Under the certificate of designation, the selling stockholder
may convert shares of Series D preferred stock into common stock in
accordance with the following timetable:

         25% of the selling stockholder's original 4,000 shares of
Series D preferred stock during the first 75 days following the
issuance of the Series D preferred stock, which took place on
February 8, 2000;

         an aggregate of 50% of the selling stockholder's original 4,000
shares of Series D preferred stock through the 150th day
following the issuance of the Series D preferred stock;

          an aggregate of 75% of the selling stockholder's original
4,000 shares of Series D preferred stock through the 225th day
following the issuance of the Series D preferred stock; and

         after that time, any remaining shares of Series D preferred
stock.

One result of having a conversion price based upon the market
price of Alpha's common stock is that if the market price of a share of
Alpha's common stock is less than $6.00, the number of shares of
common stock issuable upon conversion of the Series D preferred stock
increases as the market price of the common stock decreases.  If the
market price of Alpha's common stock exceeds $6.00,  the conversion
price of the Series D preferred stock could be substantially below the
market price of the common stock on the date of  conversion.
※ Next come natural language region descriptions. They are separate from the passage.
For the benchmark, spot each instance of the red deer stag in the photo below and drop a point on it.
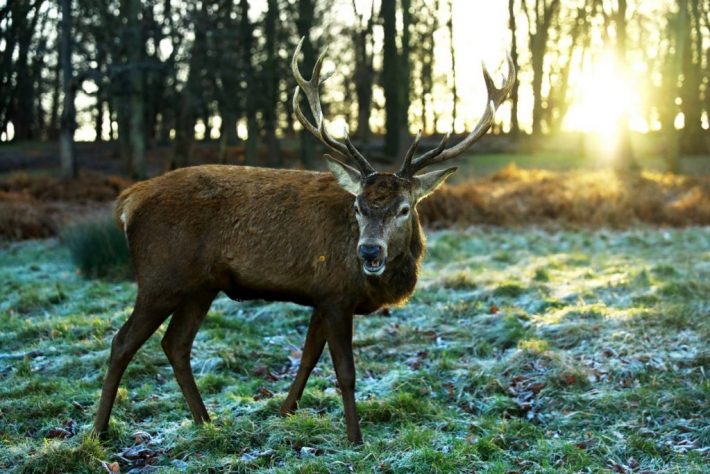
(344, 243)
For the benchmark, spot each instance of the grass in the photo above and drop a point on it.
(98, 248)
(522, 350)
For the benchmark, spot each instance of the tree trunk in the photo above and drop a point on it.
(364, 72)
(625, 156)
(68, 120)
(452, 53)
(246, 30)
(390, 79)
(271, 79)
(405, 68)
(304, 23)
(135, 48)
(512, 25)
(692, 139)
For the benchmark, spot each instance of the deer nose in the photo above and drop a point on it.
(370, 252)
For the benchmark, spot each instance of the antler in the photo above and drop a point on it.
(495, 97)
(310, 88)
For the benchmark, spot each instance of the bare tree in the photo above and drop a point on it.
(390, 79)
(363, 41)
(68, 120)
(539, 14)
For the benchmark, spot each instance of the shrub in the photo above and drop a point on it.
(98, 248)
To the extent that any of the Series D preferred stock is
converted and the resulting common stock is sold, the market price of
the common stock could decrease due to the increased number of shares
then being sold in the public market.  This, in turn, may lead to there
being a proportionately greater number of shares of common stock
issuable upon subsequent conversion of any remaining Series D
preferred stock.  As a result,  other holders of common stock could
experience substantial dilution, whether or not the shares of common
stock issued upon conversion are sold following conversion. If the
maximum number of 3,300,000 shares issuable upon conversion of the
Series D preferred stock , including any shares of common stock issued,
at Alpha's option, in  payment of dividends on the Series D preferred
stock, were to be issued and any shares of Series D preferred stock
remained outstanding, the dividend rate on these remaining shares of
Series D preferred stock would be increased to 15% per annum and
would become payable in cash.

Under an agreement between Alpha and the selling
stockholder, Alpha has agreed (i) to file the registration statement of
which this prospectus is a part for the purpose of registering the
potential resale of the shares issuable upon conversion of the Series D
preferred stock, (ii) to bear all expenses of the registration and sale of
the shares (other than any underwriting discounts and conversions) and
(iii) to indemnify the selling stockholder against some liabilities.

<PAGE>

The selling stockholder does not have, and within the past
three years has not had, any other material relationship with Alpha or
any of its predecessors or affiliates.


                       PLAN OF DISTRIBUTION


The selling stockholder may offer and sell from time to time
under this prospectus the shares received by the selling stockholder
upon conversion of the Series D preferred stock.  The selling
stockholder will act independently of us, in making decisions with
respect to the timing, manner and size of each sale.  To the extent
required, we may amend and supplement this prospectus to describe a
specific plan of distribution.

The selling stockholder may sell the shares covered by this
prospectus by several possible means.  These include, but are not
limited to, one or any combination of the types of transactions
described in the following list and the paragraphs that follow:

         on the Nasdaq National Market or any other market where our
common stock may trade, at the then-prevailing prices and
terms or at prices related to the then-current market price or at
negotiated prices;

         a block trade in which a broker-dealer will attempt to sell
shares as agent, but may position and resell a portion of the
block as principal to facilitate the transaction;

         purchases by a broker-dealer as principal and resale by that
broker-dealer for its own account under this prospectus;

         an over-the-counter distribution under the rules of the Nasdaq
SmallCap Market;

         ordinary brokerage transactions and transactions in which a
broker solicits purchasers; or

         in privately negotiated transactions.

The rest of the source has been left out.